The case report portion of the article goes on to explain her ARVD/C diagnostic criteria  - which are exactly the same as mine...apart from the bit about world status in triathlon...

An ECG showed sustained monomorphic VT with LBBB morphology. DC cardioversion was required. She subsequently suffered further similar episodes each related to exercise. A typical baseline ECG showed sinus bradycardia with anterior T wave changes. Echocardiography showed dilated ventricles with normal left ventricular systolic function but moderately reduced RV systolic function. An MRI scan  confirmed the above findings and showed no features to suggest ARVD/C. Coronary angiography was normal. An RV biopsy showed fibre hypertrophy with evidence of patchy fibrosis but no evidence of fatty infiltration... The absence of a family history and lack of typical changes on the MRI scan and cardiac biopsy make a diagnosis of ARVD/C unlikely in this case. Furthermore it is improbable that someone with ARVD/C could achieve world status in triathlon over such a long period of time with this diagnosis. We believe it more likely that the athlete suffers from the newly described condition EIRVD/C." 
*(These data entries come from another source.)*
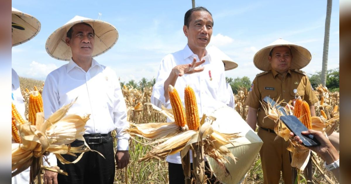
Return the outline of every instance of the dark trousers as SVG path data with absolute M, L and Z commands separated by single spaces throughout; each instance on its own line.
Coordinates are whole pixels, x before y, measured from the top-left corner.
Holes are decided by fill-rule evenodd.
M 210 180 L 207 180 L 208 184 L 220 184 L 221 183 L 216 181 L 217 179 L 213 175 L 211 174 L 210 166 L 207 162 L 205 162 L 205 174 L 207 178 Z M 193 163 L 190 163 L 190 169 L 193 170 Z M 182 184 L 185 183 L 185 177 L 183 172 L 183 168 L 181 164 L 174 164 L 168 163 L 168 177 L 170 184 Z M 190 174 L 190 178 L 193 177 L 192 174 Z
M 86 134 L 84 135 L 87 143 L 99 143 L 100 140 L 90 137 L 102 137 L 102 142 L 88 145 L 92 150 L 99 151 L 105 157 L 104 158 L 95 152 L 86 152 L 78 162 L 75 164 L 63 164 L 58 160 L 57 164 L 61 169 L 68 173 L 68 176 L 58 174 L 58 182 L 59 184 L 94 183 L 112 184 L 115 175 L 115 158 L 113 144 L 111 134 Z M 71 146 L 76 147 L 84 144 L 81 141 L 76 140 Z M 79 156 L 79 154 L 77 154 Z M 64 158 L 72 162 L 77 157 L 68 155 L 62 155 Z

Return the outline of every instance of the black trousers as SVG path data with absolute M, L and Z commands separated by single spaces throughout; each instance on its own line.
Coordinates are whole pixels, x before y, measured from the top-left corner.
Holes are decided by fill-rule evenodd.
M 193 170 L 193 163 L 190 163 L 190 169 Z M 207 180 L 208 184 L 219 184 L 221 183 L 217 180 L 217 178 L 213 175 L 211 174 L 208 163 L 205 162 L 205 174 L 206 177 L 210 180 Z M 181 164 L 174 164 L 168 163 L 168 177 L 170 180 L 170 184 L 182 184 L 185 183 L 185 177 L 183 172 L 183 168 Z M 190 178 L 193 177 L 191 173 Z
M 68 173 L 68 176 L 58 175 L 58 183 L 113 184 L 115 168 L 113 144 L 111 134 L 86 134 L 84 137 L 87 143 L 88 141 L 100 142 L 100 141 L 97 139 L 91 138 L 89 140 L 90 137 L 102 137 L 101 143 L 88 145 L 91 149 L 102 154 L 105 158 L 96 152 L 88 151 L 84 153 L 80 160 L 75 164 L 63 164 L 58 160 L 58 166 Z M 76 147 L 83 144 L 83 141 L 76 140 L 71 144 L 71 146 Z M 68 155 L 62 156 L 70 162 L 76 158 Z

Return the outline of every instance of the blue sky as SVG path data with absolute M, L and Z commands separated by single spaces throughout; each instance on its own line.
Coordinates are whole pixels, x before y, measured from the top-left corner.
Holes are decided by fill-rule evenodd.
M 307 48 L 312 54 L 302 70 L 322 70 L 326 1 L 213 1 L 197 0 L 206 7 L 214 22 L 210 45 L 216 46 L 239 65 L 226 71 L 233 78 L 252 81 L 261 72 L 252 59 L 261 48 L 279 38 Z M 21 76 L 45 80 L 51 71 L 66 64 L 47 54 L 48 36 L 75 15 L 97 19 L 113 25 L 119 38 L 107 53 L 95 57 L 112 68 L 121 81 L 155 77 L 166 54 L 187 43 L 183 31 L 184 14 L 191 0 L 173 1 L 12 0 L 12 6 L 40 21 L 38 35 L 12 48 L 12 67 Z M 339 2 L 333 1 L 328 68 L 339 66 Z

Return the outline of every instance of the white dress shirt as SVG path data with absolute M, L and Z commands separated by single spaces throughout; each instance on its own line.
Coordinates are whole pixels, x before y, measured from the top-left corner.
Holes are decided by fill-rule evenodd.
M 205 56 L 201 59 L 205 59 L 205 62 L 199 67 L 204 66 L 204 71 L 179 77 L 174 85 L 183 105 L 186 86 L 188 84 L 194 89 L 200 117 L 203 113 L 208 114 L 220 107 L 226 106 L 229 101 L 223 63 L 216 56 L 211 56 L 207 53 L 206 52 Z M 173 67 L 191 63 L 194 57 L 196 58 L 198 62 L 200 61 L 197 55 L 194 54 L 187 45 L 183 50 L 168 54 L 163 58 L 160 65 L 156 83 L 153 87 L 152 103 L 159 107 L 163 104 L 167 108 L 171 108 L 169 100 L 165 101 L 164 83 Z M 167 121 L 169 122 L 169 120 Z M 192 162 L 191 157 L 190 159 Z M 166 161 L 172 163 L 181 163 L 179 153 L 167 156 Z
M 91 115 L 85 134 L 107 134 L 115 129 L 117 150 L 129 149 L 129 135 L 122 132 L 129 126 L 125 102 L 119 81 L 111 68 L 93 59 L 86 72 L 71 59 L 48 75 L 42 96 L 46 118 L 78 97 L 67 114 Z M 55 158 L 48 157 L 51 166 L 57 165 Z
M 25 106 L 24 99 L 21 92 L 20 87 L 20 80 L 18 75 L 13 69 L 12 69 L 12 94 L 11 98 L 12 102 L 16 106 L 16 109 L 18 113 L 22 116 L 24 119 L 25 120 L 24 116 L 26 107 Z M 12 143 L 15 142 L 12 141 Z M 29 173 L 30 167 L 23 171 L 18 175 L 11 178 L 11 183 L 17 184 L 22 183 L 29 183 Z
M 229 107 L 231 107 L 235 109 L 235 100 L 234 99 L 234 95 L 233 94 L 233 90 L 232 89 L 232 87 L 229 83 L 227 83 L 227 90 L 228 90 L 228 93 L 229 93 L 229 96 L 230 96 L 229 98 L 229 101 L 227 105 Z

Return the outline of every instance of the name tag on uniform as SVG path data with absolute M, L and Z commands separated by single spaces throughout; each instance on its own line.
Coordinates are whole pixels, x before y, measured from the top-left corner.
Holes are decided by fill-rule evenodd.
M 264 89 L 266 89 L 267 90 L 272 90 L 272 91 L 274 91 L 274 88 L 272 88 L 272 87 L 265 87 Z

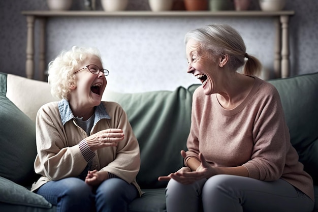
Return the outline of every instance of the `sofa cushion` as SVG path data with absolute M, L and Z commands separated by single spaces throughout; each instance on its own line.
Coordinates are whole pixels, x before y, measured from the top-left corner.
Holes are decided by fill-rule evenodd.
M 158 181 L 158 177 L 183 165 L 180 152 L 186 148 L 192 93 L 182 87 L 134 94 L 107 91 L 103 100 L 118 103 L 128 115 L 140 147 L 141 165 L 137 177 L 140 187 L 165 188 L 167 182 Z
M 23 186 L 0 177 L 0 202 L 14 205 L 50 208 L 52 205 L 44 197 Z
M 38 110 L 41 106 L 48 102 L 59 100 L 51 95 L 50 89 L 46 82 L 8 74 L 6 96 L 35 122 Z
M 22 185 L 37 178 L 35 124 L 0 94 L 0 176 Z
M 129 204 L 129 212 L 166 211 L 165 189 L 145 189 L 141 197 Z
M 269 81 L 279 93 L 299 161 L 318 185 L 318 73 Z

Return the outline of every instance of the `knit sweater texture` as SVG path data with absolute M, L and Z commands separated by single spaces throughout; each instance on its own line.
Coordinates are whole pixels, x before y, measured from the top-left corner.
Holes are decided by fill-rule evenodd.
M 243 166 L 249 177 L 283 179 L 314 199 L 312 179 L 290 142 L 278 92 L 257 77 L 243 102 L 230 110 L 222 107 L 215 94 L 205 95 L 198 87 L 187 147 L 185 165 L 201 153 L 212 166 Z

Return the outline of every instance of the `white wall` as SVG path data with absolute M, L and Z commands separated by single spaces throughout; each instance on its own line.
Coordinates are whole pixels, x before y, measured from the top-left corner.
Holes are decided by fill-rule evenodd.
M 25 75 L 26 27 L 22 10 L 47 10 L 45 1 L 0 1 L 0 71 Z M 81 9 L 79 0 L 72 10 Z M 316 72 L 318 65 L 318 1 L 288 1 L 295 10 L 290 20 L 292 75 Z M 98 10 L 102 10 L 98 2 Z M 251 8 L 258 10 L 258 2 Z M 128 10 L 149 10 L 147 0 L 129 0 Z M 247 52 L 257 56 L 272 72 L 275 26 L 271 18 L 211 17 L 96 17 L 51 18 L 47 22 L 48 63 L 73 45 L 92 46 L 101 50 L 110 74 L 108 89 L 121 92 L 173 90 L 199 81 L 186 71 L 183 37 L 188 31 L 212 23 L 227 23 L 243 37 Z M 37 27 L 36 28 L 37 29 Z M 36 32 L 36 33 L 37 33 Z M 37 55 L 36 55 L 37 59 Z M 36 77 L 37 67 L 36 67 Z

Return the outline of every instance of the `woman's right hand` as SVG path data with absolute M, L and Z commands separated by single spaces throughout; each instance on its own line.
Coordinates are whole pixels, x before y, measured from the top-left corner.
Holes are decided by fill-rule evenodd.
M 125 138 L 123 131 L 120 129 L 108 129 L 91 135 L 85 138 L 92 151 L 107 146 L 117 146 L 119 141 Z

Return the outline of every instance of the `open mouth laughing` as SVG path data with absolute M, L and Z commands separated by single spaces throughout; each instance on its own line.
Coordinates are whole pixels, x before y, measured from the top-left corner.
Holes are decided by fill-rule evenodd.
M 206 75 L 203 74 L 199 74 L 196 75 L 196 77 L 197 77 L 197 79 L 200 80 L 202 84 L 204 84 L 204 82 L 208 79 Z
M 102 87 L 102 83 L 97 83 L 92 85 L 90 87 L 90 90 L 94 94 L 101 96 L 101 90 Z

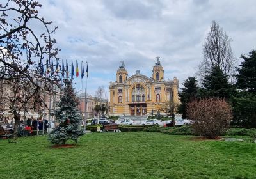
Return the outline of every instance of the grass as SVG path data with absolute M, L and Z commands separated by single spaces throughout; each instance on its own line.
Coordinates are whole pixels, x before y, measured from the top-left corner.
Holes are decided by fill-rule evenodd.
M 0 141 L 0 178 L 255 178 L 256 144 L 156 132 L 94 133 L 51 148 Z

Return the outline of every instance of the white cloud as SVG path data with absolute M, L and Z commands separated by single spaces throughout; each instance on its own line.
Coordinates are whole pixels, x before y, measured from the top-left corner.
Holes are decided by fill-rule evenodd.
M 120 60 L 130 76 L 151 75 L 161 57 L 166 79 L 195 74 L 214 20 L 231 36 L 239 58 L 255 48 L 256 1 L 40 1 L 40 15 L 59 26 L 55 38 L 65 59 L 87 60 L 88 91 L 115 81 Z

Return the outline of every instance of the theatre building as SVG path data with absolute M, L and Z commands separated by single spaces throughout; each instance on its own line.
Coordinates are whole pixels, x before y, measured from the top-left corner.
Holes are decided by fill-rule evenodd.
M 109 115 L 145 116 L 157 113 L 166 115 L 162 106 L 170 101 L 179 103 L 179 81 L 164 80 L 164 72 L 159 58 L 152 77 L 136 74 L 128 77 L 124 61 L 116 72 L 116 81 L 109 85 Z

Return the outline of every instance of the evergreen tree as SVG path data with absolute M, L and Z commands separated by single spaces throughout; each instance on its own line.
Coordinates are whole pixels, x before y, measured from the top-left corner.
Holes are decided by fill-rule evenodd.
M 244 61 L 236 68 L 238 74 L 236 75 L 236 86 L 241 90 L 249 92 L 256 92 L 256 51 L 252 50 L 248 57 L 241 56 Z
M 65 144 L 68 140 L 77 141 L 83 134 L 79 125 L 82 120 L 81 111 L 78 108 L 79 100 L 74 93 L 72 81 L 65 81 L 63 94 L 58 103 L 58 108 L 54 111 L 59 126 L 54 129 L 50 141 L 55 144 Z
M 181 104 L 178 107 L 178 113 L 182 114 L 182 118 L 186 118 L 187 104 L 198 97 L 198 87 L 197 80 L 195 77 L 189 77 L 183 83 L 184 88 L 180 88 L 181 91 L 179 92 L 179 97 Z
M 236 68 L 236 86 L 243 91 L 232 100 L 234 119 L 233 123 L 246 128 L 256 127 L 256 51 L 252 50 Z
M 232 125 L 256 128 L 256 93 L 241 91 L 231 99 Z
M 219 67 L 212 67 L 210 74 L 203 79 L 202 95 L 205 97 L 229 98 L 234 92 L 232 85 L 228 82 L 227 75 L 224 75 Z

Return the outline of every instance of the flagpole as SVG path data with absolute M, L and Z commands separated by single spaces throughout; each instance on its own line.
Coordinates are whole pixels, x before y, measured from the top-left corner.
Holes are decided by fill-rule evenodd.
M 83 68 L 83 61 L 81 62 L 81 66 Z M 81 70 L 81 86 L 80 86 L 80 100 L 82 100 L 82 84 L 83 84 L 83 69 Z
M 86 107 L 87 107 L 87 103 L 86 103 L 86 96 L 87 96 L 87 76 L 88 76 L 88 65 L 86 61 L 86 75 L 85 75 L 85 94 L 84 94 L 84 133 L 86 130 Z
M 50 60 L 49 60 L 49 65 L 51 65 L 51 63 L 50 63 Z M 49 72 L 48 71 L 49 71 L 49 66 L 48 66 L 48 62 L 47 62 L 47 61 L 46 61 L 46 63 L 47 63 L 47 70 L 46 70 L 46 73 L 45 73 L 45 86 L 46 86 L 46 78 L 47 78 L 47 73 Z M 43 105 L 44 105 L 44 111 L 43 111 L 43 135 L 44 135 L 44 118 L 45 118 L 45 88 L 44 88 L 44 99 L 43 99 Z M 39 130 L 39 121 L 38 121 L 38 120 L 39 119 L 38 119 L 38 130 Z
M 77 60 L 76 60 L 76 77 L 77 77 L 77 76 L 76 76 L 76 73 L 77 73 L 77 72 L 76 72 L 76 70 L 77 70 Z

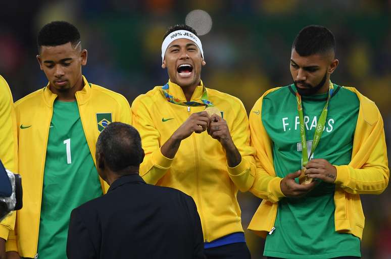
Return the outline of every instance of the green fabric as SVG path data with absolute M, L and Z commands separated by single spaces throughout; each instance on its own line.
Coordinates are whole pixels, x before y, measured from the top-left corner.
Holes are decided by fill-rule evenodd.
M 64 259 L 66 258 L 71 212 L 101 196 L 102 190 L 83 130 L 77 103 L 55 101 L 50 127 L 38 254 L 41 258 Z M 64 140 L 69 139 L 70 154 L 67 156 L 67 145 Z M 69 159 L 71 161 L 68 161 Z
M 299 119 L 292 92 L 296 90 L 294 85 L 290 87 L 292 91 L 285 87 L 269 93 L 262 103 L 262 123 L 273 142 L 274 168 L 280 177 L 301 169 Z M 309 150 L 327 94 L 302 96 Z M 354 93 L 334 85 L 326 127 L 313 158 L 335 165 L 349 163 L 359 109 Z M 275 229 L 266 238 L 265 255 L 292 259 L 361 256 L 358 237 L 335 231 L 334 184 L 318 181 L 306 196 L 278 202 Z

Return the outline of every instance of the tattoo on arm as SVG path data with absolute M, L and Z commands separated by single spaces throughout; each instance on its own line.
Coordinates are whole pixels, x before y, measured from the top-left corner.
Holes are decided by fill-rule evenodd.
M 331 174 L 326 174 L 326 176 L 329 178 L 335 179 L 335 176 Z

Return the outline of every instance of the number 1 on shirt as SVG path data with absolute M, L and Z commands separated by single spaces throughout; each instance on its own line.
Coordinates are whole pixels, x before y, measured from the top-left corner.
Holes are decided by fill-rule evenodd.
M 69 165 L 72 164 L 72 157 L 71 156 L 71 139 L 68 138 L 64 141 L 67 149 L 67 163 Z

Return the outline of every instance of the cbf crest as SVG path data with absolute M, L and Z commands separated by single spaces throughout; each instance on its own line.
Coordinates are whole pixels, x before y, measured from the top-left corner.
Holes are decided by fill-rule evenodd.
M 98 130 L 100 132 L 102 132 L 112 122 L 111 113 L 96 114 L 96 122 L 97 123 Z

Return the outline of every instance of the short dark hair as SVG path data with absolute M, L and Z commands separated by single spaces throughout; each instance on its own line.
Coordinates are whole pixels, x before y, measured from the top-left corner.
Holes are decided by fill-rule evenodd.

Next episode: my heart - 5 years and 30,000 miles after epicardial ablations and ICD...

1 comment:

Pamela Dexter said...

Miss Carney,

I hope you are well. My step-sons and husband have ARVC/D although all my husbands test are not in, everything pointing that way. I do not see much on the internet and don't if you still check this site but it is all a bit scary.
Our eldest was diagnosed at 17 and at the time was a champion water polo player with colleges at his beckon. Two months ago our 29 year old very athletic son was in cardiac care in NZ for 2 weeks and same diagnosis. Now this
week we know (although not to what degree) my husband (67) and a sea urchin diver, waterman extrodinaire with the
same. I am more afraid of the drugs for them. The ICD is a protective measure but I will be seeking alternative ways
to deal with the symptoms. I may not be successful but am looking to see if anyone has forged that road?? Hoping to possibly reduce the amount he may have to take. Blocking your adrenaline is so drastic from what I gather. The medical community right now seems to have a single approach. Help...concern Mom and wife.